SUDBURY -- After delays because of the COVID-19 pandemic, Health Sciences North is ready to resume elective surgeries, the hospital said Tuesday.

Before the pandemic began, the waitlist for non-urgent surgeries at the hospital in Sudbury sat at 3,500 people.

“After wave one, because non-urgent surgeries were being rescheduled, our surgical waitlist peaked at 4,200 patients,” said HSN CEO Dominic Giroux.

Giroux said thanks to efforts made from October to March, with the hospital conducting surgeries seven days a week, the hospital was able to get that list down to 4,000 people. However, due to the provincial stay-at-home order imposed in April, the hospital could only operate at 60 per cent of its historical volume.

“Now that hospitals can again schedule non-urgent surgeries, we plan to reach 80 per cent of historical volumes next week," he said. "I think it’s important to note that cancer and cardiac cases were done through the pandemic, however what we're seeing is that nearly half of our waitlist relates to two of our 10 surgical sub-specialties, being ophthalmology and orthopedics.”

Jane Pascoe broke her ankle in February 2020 and it has been a long road to recovery. She already had one surgery since the injury happened, but she’s been waiting for an ankle replacement. Even though she's excited for her name to come up on the waitlist, she admitted it’s stressful.

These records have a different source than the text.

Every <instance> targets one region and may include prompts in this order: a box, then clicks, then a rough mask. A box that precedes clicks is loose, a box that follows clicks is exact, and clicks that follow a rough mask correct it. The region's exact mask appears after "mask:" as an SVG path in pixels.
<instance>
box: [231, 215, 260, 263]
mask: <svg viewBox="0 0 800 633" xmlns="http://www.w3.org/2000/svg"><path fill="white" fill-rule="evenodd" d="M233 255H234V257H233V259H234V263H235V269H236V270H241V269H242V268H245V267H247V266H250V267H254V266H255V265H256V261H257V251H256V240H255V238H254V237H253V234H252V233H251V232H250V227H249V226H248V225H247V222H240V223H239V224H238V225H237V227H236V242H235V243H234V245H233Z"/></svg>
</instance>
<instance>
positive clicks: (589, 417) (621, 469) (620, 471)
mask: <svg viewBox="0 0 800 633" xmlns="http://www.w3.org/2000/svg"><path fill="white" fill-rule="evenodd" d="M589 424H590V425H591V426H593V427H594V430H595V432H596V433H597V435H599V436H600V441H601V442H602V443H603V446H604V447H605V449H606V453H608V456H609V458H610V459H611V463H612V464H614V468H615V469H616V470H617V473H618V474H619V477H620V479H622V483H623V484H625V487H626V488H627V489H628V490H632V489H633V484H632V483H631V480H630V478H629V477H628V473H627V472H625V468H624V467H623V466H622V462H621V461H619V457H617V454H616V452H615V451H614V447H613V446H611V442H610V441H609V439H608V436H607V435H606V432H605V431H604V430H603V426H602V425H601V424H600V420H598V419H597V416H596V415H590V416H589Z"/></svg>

“You don’t realize how stressful it is until you are in that situation," Pascoe said. "I know once they call me for surgery I have a 10-day quarantine … The last time I only had about 16 hours' notice that I was going into surgery. If I only get a day's notice, it means I have to do everything that day. Because the next day I have to go into quarantine.”

Pascoe said it’s important that she has her surgery sooner rather than later, since it was a workplace injury and she worries she won’t be able to return to work before her claim runs out.

Can't wait any longer

“The income replacement portion of my claim runs out in February of next year, so if I’m not healed and back to work, I will have been off two years," she said. "I will not have an EI claim and I will not be eligible for WSIB so I will have zero income.”

While the hospital is working hard to get its historical volume back up to 100 per cent by mid-June, Giroux said it’s important to remember we aren’t out of the woods yet when it comes to COVID cases.

“While we’ve seen great progress over the past month in Ontario in terms of the number of active cases of COVID-19 and with regards to hospitalizations, we still have today 689 COVID patients in ICUs in Ontario, including 22 in the north," he said.

"So that’s 40 per cent more patients in ICUs with COVID in the province than we had, for instance, when the stay-at-home order was issued by the province in early April.”

Giroux said there are no plans in place as of now to welcome more critical care COVID patients to the hospital, however staff are on standby should the situation change.